An aqueous solution of hydrogen sulphide and sulphur dioxide when mixed together yield:
(A)- sulphur and water
(B)- hydrogen peroxide and sulphur
(C)- sulphur trioxide and water
(D)- hydrogen and sulphurous dioxide

Answer 1

Hint: In the given reaction, having two different oxidation states of the sulfur atom, it may act as both an oxidizing and reducing agent accordingly. It will undergo a redox reaction.

Complete step by step solution:
In the given aqueous solution, the reaction between hydrogen sulphide and sulphur dioxide will undergo a redox reaction.
This is because, in the hydrogen sulphide, with the charge on the hydrogen atom is (+1), then the oxidation state of sulfur will be (-2). Similarly, in sulphur dioxide, with the charge on oxygen atom is (-2), then the oxidation of sulfur is (+4). So, we have the sulfur present in two different states in the reactants.
On reaction, the hydrogen sulphide undergoes oxidation, and the sulphur undergoes reduction to produce sulfur and water, as follows:
Oxidation: ${{S}^{2-}}\to {{S}^{0}}+2{{e}^{-}}$
$2{{S}^{2-}}\to 2{{S}^{0}}+4{{e}^{-}}$ -------- (a)
Reduction: ${{S}^{4+}}+4{{e}^{-}}\to {{S}^{0}}$ -------- (b)
Combining equation (a) and (b), we get,
$2{{S}^{2-}}+{{S}^{4+}}\to 3{{S}^{0}}$
$2{{H}_{2}}S(g)+S{{O}_{2}}(g)\to 3S(s)+2{{H}_{2}}O(l)$
It is seen that the hydrogen sulphide acts as a reducing agent, with the change in the oxidation state of sulfur from (-2) to 0. And the sulphur dioxide acts as an oxidizing agent, with the change in oxidation state of sulfur from (+4) to 0.

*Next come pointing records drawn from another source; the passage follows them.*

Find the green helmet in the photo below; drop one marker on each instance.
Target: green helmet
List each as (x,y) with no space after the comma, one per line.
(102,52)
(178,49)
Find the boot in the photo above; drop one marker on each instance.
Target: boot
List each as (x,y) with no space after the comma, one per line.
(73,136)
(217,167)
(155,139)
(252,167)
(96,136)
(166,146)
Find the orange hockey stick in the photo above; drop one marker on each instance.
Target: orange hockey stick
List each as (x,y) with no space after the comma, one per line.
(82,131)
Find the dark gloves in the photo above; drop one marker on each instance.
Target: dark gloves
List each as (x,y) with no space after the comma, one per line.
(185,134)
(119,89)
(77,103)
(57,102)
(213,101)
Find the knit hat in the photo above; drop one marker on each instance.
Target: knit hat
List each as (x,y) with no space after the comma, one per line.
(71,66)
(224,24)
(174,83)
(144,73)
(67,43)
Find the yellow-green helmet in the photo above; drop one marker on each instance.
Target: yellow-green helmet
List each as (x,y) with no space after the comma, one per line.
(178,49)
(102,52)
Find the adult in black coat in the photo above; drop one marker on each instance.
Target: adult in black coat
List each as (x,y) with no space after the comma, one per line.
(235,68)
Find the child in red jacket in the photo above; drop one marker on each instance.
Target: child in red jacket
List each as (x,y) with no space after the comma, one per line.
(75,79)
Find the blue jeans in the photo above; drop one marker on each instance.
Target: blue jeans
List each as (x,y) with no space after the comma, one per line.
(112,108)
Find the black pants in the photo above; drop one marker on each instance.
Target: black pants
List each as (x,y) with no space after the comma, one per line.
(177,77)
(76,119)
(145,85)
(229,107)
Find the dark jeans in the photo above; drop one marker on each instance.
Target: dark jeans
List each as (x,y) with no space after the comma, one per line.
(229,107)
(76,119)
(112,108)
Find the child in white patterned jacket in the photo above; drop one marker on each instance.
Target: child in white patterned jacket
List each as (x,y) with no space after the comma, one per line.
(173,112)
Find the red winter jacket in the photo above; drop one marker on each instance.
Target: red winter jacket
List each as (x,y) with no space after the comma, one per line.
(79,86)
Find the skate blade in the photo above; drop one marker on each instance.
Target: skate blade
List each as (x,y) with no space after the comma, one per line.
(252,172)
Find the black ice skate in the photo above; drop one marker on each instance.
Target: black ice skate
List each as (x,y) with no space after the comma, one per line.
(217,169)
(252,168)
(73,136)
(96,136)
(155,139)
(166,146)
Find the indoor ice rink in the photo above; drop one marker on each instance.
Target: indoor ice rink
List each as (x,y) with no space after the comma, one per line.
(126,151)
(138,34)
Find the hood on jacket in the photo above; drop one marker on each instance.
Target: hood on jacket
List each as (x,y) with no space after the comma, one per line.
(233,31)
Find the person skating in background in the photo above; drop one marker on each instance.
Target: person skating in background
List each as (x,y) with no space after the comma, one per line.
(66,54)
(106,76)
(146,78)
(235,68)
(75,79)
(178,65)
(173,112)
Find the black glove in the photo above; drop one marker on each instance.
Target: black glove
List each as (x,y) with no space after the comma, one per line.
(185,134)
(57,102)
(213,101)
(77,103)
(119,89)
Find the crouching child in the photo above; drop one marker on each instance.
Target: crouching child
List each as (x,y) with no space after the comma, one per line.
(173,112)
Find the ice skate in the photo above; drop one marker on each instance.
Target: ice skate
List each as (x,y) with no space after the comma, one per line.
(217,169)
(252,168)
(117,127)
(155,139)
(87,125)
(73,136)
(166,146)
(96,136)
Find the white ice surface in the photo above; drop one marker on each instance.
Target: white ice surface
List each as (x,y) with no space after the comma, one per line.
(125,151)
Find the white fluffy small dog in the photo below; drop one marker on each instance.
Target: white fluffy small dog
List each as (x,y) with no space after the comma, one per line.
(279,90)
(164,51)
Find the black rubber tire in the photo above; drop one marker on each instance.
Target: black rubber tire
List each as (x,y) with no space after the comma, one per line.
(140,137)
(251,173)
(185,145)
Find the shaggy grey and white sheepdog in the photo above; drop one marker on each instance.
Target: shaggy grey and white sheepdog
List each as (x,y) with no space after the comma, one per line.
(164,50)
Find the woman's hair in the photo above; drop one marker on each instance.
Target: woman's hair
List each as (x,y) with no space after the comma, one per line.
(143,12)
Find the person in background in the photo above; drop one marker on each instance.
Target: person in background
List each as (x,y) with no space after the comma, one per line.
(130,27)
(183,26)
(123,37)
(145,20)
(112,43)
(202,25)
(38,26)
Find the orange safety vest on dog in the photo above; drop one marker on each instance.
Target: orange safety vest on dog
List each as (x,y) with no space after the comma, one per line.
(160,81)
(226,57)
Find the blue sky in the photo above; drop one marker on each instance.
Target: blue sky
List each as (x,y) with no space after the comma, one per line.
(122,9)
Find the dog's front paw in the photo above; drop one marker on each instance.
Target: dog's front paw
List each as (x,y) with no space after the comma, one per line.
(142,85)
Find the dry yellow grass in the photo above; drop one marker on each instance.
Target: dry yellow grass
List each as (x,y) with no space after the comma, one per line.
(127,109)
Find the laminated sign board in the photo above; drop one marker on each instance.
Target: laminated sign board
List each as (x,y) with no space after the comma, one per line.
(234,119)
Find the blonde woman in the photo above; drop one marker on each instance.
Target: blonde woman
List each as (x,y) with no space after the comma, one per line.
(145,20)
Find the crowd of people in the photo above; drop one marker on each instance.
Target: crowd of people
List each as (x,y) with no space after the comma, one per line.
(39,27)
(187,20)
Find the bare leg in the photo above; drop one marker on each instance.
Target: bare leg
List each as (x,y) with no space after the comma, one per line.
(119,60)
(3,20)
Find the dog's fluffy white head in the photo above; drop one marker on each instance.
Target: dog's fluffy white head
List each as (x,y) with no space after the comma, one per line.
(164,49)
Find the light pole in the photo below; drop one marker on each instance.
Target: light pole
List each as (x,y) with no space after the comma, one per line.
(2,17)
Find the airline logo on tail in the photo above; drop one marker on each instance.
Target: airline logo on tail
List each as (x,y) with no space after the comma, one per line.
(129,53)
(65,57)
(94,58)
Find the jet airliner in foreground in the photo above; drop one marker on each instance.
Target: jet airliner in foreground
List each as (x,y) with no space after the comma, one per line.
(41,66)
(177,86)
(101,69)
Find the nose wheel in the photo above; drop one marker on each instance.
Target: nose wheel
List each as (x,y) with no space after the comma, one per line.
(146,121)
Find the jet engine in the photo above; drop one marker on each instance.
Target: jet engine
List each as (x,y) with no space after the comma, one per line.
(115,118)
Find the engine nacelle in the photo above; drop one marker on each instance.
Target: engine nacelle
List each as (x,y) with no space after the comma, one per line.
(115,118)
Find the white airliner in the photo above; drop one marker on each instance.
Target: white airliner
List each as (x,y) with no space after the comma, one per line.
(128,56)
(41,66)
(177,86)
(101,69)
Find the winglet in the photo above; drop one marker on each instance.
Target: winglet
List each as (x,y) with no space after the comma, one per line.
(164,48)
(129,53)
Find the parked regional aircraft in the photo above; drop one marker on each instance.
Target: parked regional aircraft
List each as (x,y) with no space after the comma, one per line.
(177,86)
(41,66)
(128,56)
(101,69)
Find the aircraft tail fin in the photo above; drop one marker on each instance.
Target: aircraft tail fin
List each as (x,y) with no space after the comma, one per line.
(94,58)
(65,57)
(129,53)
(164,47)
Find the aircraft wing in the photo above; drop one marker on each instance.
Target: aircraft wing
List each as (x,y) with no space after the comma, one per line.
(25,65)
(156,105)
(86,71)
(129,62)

Therefore, in the reaction of hydrogen sulphide and sulphur dioxide in aqueous solution, a precipitate of sulfur is obtained. So, the reaction yields option (A)- sulphur and water.

Note: The given reaction is a reverse disproportionation reaction, as the sulphur is found to be in two different oxidation states, that is, (-2) and (+4) in the product, as it undergoes both the oxidation and reduction reaction at the same time.